Mara Ziegler, a USC professor and senior social worker, was her advocate while in foster care.

“[Ziegler] saw something in me that I couldn’t see in myself,” Merwin said.

Merwin said Ziegler helped her become more outspoken and more involved. Merwin started doing volunteer work that supported teen parents and foster care.

“That was kind of my new beginning because it really forced me to grow up. It forced me to really prioritize my decisions because at the end of the day, it’s just me and my son and there is no one else that is going to do it but me,” Merwin said.

She decided to apply for CSUF Guardian Scholars, a program designed to help students exiting the foster care system and entering university.  

Merwin said she felt a huge sense of accomplishment when she was granted a full-ride scholarship from Guardian Scholars to attend CSUF. She earned her spot in the program and got a job with CSUF President Mildred Garcia’s office before her first semester started.

Her transition to CSUF was difficult but with the help of Guardian Scholars, Merwin felt more at ease.

“Any support that you can ask for, [Guardian Scholars] had it, but when it comes to the parenting end, they are still catching up to speed on how to best support us,” Merwin said.

While taking a human services course on how to cater to a community, Merwin focused on student parents and the support they have on campus.
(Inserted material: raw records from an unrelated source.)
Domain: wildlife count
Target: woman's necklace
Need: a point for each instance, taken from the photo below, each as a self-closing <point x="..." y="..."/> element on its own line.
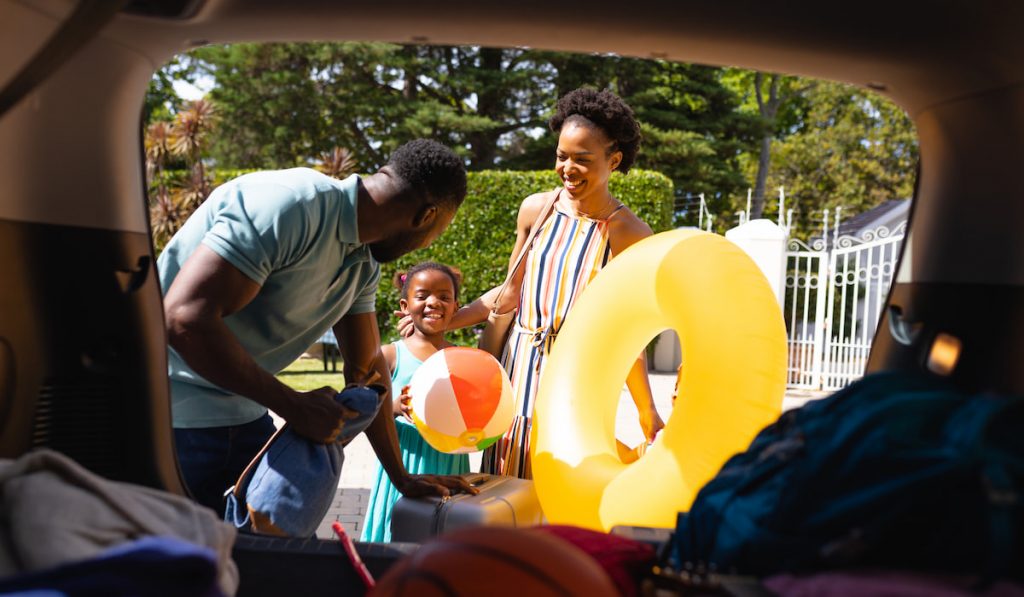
<point x="601" y="214"/>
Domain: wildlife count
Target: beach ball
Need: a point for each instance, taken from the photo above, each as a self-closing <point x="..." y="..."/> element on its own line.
<point x="461" y="399"/>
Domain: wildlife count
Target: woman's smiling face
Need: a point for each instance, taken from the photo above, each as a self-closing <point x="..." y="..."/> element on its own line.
<point x="584" y="159"/>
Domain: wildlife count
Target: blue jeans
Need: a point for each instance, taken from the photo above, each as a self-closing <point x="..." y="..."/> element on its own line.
<point x="212" y="458"/>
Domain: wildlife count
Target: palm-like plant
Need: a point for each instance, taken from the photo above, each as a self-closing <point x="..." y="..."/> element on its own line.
<point x="338" y="163"/>
<point x="166" y="216"/>
<point x="185" y="138"/>
<point x="157" y="142"/>
<point x="188" y="136"/>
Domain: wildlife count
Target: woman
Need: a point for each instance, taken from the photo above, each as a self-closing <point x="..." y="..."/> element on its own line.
<point x="597" y="134"/>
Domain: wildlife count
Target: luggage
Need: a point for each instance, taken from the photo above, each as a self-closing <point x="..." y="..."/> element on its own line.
<point x="502" y="502"/>
<point x="895" y="472"/>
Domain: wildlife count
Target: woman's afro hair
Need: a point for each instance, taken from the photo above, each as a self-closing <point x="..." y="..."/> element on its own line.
<point x="605" y="111"/>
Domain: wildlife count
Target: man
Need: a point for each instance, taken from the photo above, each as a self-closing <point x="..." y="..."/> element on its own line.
<point x="261" y="269"/>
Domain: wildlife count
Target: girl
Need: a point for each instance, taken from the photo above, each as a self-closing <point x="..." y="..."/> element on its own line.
<point x="429" y="297"/>
<point x="597" y="134"/>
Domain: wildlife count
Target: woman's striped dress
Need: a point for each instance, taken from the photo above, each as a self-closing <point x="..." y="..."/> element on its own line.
<point x="566" y="254"/>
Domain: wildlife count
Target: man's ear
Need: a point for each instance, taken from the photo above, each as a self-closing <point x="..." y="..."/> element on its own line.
<point x="616" y="159"/>
<point x="425" y="216"/>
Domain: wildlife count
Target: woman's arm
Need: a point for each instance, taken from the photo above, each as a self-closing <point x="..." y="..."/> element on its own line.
<point x="625" y="228"/>
<point x="476" y="311"/>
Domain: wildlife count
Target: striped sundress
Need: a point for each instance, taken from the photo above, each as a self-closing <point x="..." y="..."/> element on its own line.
<point x="566" y="254"/>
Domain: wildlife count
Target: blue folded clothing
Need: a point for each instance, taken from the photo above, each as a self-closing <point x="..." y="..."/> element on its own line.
<point x="151" y="565"/>
<point x="293" y="480"/>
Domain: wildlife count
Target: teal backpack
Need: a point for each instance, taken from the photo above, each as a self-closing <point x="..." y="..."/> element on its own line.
<point x="896" y="471"/>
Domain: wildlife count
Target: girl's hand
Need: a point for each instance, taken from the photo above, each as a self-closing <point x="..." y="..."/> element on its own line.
<point x="404" y="327"/>
<point x="400" y="404"/>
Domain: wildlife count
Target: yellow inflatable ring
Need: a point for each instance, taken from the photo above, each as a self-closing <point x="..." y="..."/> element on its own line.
<point x="733" y="380"/>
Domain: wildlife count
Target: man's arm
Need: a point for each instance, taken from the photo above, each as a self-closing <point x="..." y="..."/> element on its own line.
<point x="359" y="344"/>
<point x="209" y="289"/>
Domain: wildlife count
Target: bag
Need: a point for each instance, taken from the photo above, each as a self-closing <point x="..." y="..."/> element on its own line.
<point x="502" y="502"/>
<point x="497" y="329"/>
<point x="288" y="487"/>
<point x="896" y="471"/>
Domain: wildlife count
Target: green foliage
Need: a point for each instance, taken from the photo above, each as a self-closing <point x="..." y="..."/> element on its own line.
<point x="480" y="240"/>
<point x="854" y="150"/>
<point x="286" y="104"/>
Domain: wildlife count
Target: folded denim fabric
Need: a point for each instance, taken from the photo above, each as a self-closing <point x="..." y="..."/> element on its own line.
<point x="294" y="480"/>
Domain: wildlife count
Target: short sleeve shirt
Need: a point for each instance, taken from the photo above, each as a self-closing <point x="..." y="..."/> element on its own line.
<point x="293" y="232"/>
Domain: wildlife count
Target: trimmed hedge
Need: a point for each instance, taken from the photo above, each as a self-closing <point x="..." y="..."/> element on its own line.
<point x="481" y="237"/>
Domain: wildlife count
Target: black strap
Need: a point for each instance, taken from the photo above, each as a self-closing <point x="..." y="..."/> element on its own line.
<point x="85" y="22"/>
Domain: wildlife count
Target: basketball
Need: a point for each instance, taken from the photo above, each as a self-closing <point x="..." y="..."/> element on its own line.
<point x="497" y="561"/>
<point x="461" y="399"/>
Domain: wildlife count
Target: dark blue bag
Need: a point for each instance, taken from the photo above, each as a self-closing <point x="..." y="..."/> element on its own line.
<point x="896" y="471"/>
<point x="289" y="485"/>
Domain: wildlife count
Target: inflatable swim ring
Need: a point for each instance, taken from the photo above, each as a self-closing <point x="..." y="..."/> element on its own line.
<point x="732" y="382"/>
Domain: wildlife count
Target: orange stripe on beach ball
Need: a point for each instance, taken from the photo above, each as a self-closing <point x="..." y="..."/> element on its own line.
<point x="477" y="384"/>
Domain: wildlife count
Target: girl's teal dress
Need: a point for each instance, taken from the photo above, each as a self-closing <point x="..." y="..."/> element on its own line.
<point x="417" y="455"/>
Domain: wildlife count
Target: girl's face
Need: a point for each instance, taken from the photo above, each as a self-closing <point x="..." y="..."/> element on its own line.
<point x="584" y="161"/>
<point x="430" y="301"/>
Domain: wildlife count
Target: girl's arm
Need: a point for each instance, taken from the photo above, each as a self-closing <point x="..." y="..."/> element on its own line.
<point x="625" y="228"/>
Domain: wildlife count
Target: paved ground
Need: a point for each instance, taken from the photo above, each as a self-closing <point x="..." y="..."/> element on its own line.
<point x="356" y="477"/>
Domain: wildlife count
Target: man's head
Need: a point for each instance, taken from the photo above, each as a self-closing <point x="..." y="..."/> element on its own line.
<point x="429" y="181"/>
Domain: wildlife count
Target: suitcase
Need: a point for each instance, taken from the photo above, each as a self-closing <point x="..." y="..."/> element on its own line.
<point x="502" y="502"/>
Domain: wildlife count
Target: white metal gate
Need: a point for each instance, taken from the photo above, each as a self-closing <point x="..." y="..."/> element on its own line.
<point x="835" y="292"/>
She said she realized in her research that there was really no support on campus.

That’s when Merwin connected with Chalea Forgues, coordinator for the Adult Reentry Center. She expressed what she would like to see as a student parent and was granted an internship that would focus on student parents.

“Many parenting students that I speak with feel disconnected. They don’t feel as involved and a large part of it is our responsibility,” Merwin said.

She reached out to fellow student parent La Scala and asked if she wanted to be involved in helping bring more resources to parents on campus.

“That automatically was going to develop my passion for this, so I was like, ‘Yes, we’re bringing more resources. I would love that,’” La Scala said.

This semester La Scala and Merwin came up with a parenting workshop series, intended to provide a place student parents can come to and feel connected. Workshops include stress, mindful parenting and building parent-child relationships.

The two said they also discussed a possible idea of making a group in which student parents can come together and feel connected and speak about whatever they like in an office or space specifically for them.

“We knew that was a big cake to take and so we just wanted to take a piece of it this semester to try and wet our feet and see what we can do, and that’s how we came up with the workshops,” La Scala said.

Their goal is to go outside of human services and reach out to other colleges about the workshop.

“If we can impact at least one parenting student, then we are doing our jobs,” Merwin said.

The next parenting workshop will be held Wednesday in UH 205 at 12 p.m. with Melanie Mallers discussing stress.